The aforementioned study reveals the relationship between magnesium and exercise by demonstrating evidence that marginal magnesium deficiency affects exercise performance and amplifies the negative consequences of vigorous exercise (eg oxidative stress).

Intense exercise appears to increase urinary and sweat losses that can increase magnesium requirements by 10-20%. Based on recent dietary surveys and human experiments, a magnesium intake of less than 260 mg / day for men and 220 mg / day for female athletes can result in magnesium deficient status. Therefore, magnesium supplementation or increasing dietary magnesium intake will have beneficial effects on exercise performance.

How do I know if my magnesium level is adequate?

With a test that measures the level of magnesium in the blood, we will find out if there is an abnormal level of magnesium in the blood. To do this, a blood sample will be taken.

The normal range for magnesium level in the blood is 1.7 to 2.2 mg / dL (0.85 to 1.10 mmol / L). The ranges of normal values ​​may vary slightly between different laboratories as they may use different measurements.

According to the US National Library of Medicine, a high magnesium level may indicate:

A low magnesium level may indicate:

Do magnesium supplements improve performance?

The effect of magnesium supplementation on exercise performance remains controversial, however there are many studies that show that magnesium supplementation can improve glucose availability in peripheral and central systems. It can also improve muscle lactate removal and anaerobic alactic metabolism during exercise.

In this study of the European Journal of Applied Physiology The results indicated that the positive effects of magnesium supplementation may contribute to improving exercise performance in athletes. Research showed that magnesium sulfate improved the duration of forced swimming exercise, raised glucose levels, and attenuated lactate levels during forced swimming.
The goal of another study published in the US National Library of Medicine National Institutes of Health was to test the hypothesis that magnesium supplementation influences the physical performance of volleyball players. It was concluded that magnesium supplementation improved anaerobic actic metabolism, despite the fact that the players were not magnesium deficient.

Therefore and according to the analysis contemplated in these and many more studies, magnesium supplementation should be considered in athletes with magnesium deficiency since low levels can compromise sports performance.

Always keep in mind that through food we obtain the nutrients we need for the proper functioning of the body.
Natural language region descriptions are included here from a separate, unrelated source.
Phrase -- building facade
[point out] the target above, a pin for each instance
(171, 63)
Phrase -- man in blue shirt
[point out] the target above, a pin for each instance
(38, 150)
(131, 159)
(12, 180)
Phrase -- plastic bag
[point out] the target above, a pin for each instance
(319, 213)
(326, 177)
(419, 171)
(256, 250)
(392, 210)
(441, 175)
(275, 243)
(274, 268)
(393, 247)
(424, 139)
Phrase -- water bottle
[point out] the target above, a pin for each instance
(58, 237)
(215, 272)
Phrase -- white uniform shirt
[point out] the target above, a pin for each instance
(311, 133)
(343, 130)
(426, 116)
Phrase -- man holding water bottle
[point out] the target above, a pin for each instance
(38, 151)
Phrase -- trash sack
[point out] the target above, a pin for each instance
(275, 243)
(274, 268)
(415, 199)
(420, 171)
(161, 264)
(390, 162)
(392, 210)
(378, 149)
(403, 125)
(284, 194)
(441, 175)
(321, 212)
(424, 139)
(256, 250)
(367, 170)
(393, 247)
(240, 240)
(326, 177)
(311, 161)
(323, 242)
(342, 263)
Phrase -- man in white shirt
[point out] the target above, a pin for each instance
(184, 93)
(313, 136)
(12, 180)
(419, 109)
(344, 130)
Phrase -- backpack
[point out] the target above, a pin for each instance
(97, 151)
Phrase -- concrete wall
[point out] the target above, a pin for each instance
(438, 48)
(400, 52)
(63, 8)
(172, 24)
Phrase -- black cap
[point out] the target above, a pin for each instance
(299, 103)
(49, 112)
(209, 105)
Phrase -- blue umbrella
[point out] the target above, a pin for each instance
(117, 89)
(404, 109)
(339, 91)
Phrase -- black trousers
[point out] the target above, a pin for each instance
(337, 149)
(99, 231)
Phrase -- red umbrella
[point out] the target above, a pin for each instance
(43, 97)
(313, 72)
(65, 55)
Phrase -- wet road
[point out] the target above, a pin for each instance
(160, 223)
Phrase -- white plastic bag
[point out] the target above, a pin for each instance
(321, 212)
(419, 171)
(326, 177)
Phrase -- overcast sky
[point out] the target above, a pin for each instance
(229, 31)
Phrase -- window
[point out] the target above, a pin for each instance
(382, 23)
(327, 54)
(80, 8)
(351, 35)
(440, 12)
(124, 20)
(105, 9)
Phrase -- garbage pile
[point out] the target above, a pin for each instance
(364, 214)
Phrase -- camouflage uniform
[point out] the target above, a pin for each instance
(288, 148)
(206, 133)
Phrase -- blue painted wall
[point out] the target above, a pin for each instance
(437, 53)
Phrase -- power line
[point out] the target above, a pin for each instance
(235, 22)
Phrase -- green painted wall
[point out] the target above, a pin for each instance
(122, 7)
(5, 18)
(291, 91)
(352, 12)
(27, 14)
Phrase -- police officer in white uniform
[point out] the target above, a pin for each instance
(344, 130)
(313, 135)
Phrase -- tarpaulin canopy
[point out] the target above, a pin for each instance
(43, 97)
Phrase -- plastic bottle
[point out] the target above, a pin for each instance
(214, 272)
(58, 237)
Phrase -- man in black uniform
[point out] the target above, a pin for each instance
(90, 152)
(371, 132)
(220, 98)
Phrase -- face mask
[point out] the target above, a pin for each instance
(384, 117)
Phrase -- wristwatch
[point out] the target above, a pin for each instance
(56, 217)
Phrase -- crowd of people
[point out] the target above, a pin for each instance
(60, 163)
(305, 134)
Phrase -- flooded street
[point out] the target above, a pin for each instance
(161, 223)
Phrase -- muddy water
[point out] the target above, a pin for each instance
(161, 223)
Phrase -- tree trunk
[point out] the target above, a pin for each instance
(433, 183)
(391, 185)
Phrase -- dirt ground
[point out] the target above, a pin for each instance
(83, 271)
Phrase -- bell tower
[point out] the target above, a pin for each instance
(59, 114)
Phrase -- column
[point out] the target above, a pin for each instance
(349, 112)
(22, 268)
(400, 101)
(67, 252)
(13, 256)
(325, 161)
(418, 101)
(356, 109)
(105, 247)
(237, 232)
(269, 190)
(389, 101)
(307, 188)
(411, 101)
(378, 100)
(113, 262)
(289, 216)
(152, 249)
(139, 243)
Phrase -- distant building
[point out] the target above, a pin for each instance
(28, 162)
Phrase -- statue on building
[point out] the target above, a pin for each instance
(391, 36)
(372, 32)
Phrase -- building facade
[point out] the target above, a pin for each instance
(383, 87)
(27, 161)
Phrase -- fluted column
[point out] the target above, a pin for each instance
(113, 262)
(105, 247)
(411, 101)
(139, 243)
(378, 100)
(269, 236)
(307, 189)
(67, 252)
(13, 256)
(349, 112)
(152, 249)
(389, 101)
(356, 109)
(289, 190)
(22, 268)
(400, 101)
Here we share the foods richest in magnesium:

  • Sunflower seeds
  • Caviar
  • Almonds
  • Snails
  • Peanuts
  • Dark chocolate
  • Beans, lentils and chickpeas
  • Walnuts
  • Quino
  • Banana
  • Oats

You lack magnesium when you feel the following symptoms:

To know if you have low magnesium levels, you just have to observe your body:

  • Fatigue.
  • Loss of appetite.
  • Headache.
  • Muscle cramps.
  • Weakness.
  • Numbness.
  • Nausea.
  • Vomiting.

In addition, long-term magnesium deficiency can cause hypertension, diabetes, osteoporosis and migraine. So it is important that you detect the lack of magnesium in time.

Be very careful because excessive consumption of coffee, soft drinks, salt and alcohol prevent the correct absorption of magnesium as well as certain nutrients that exert the opposite effect such as oxalic acid that forms non-absorbable complexes.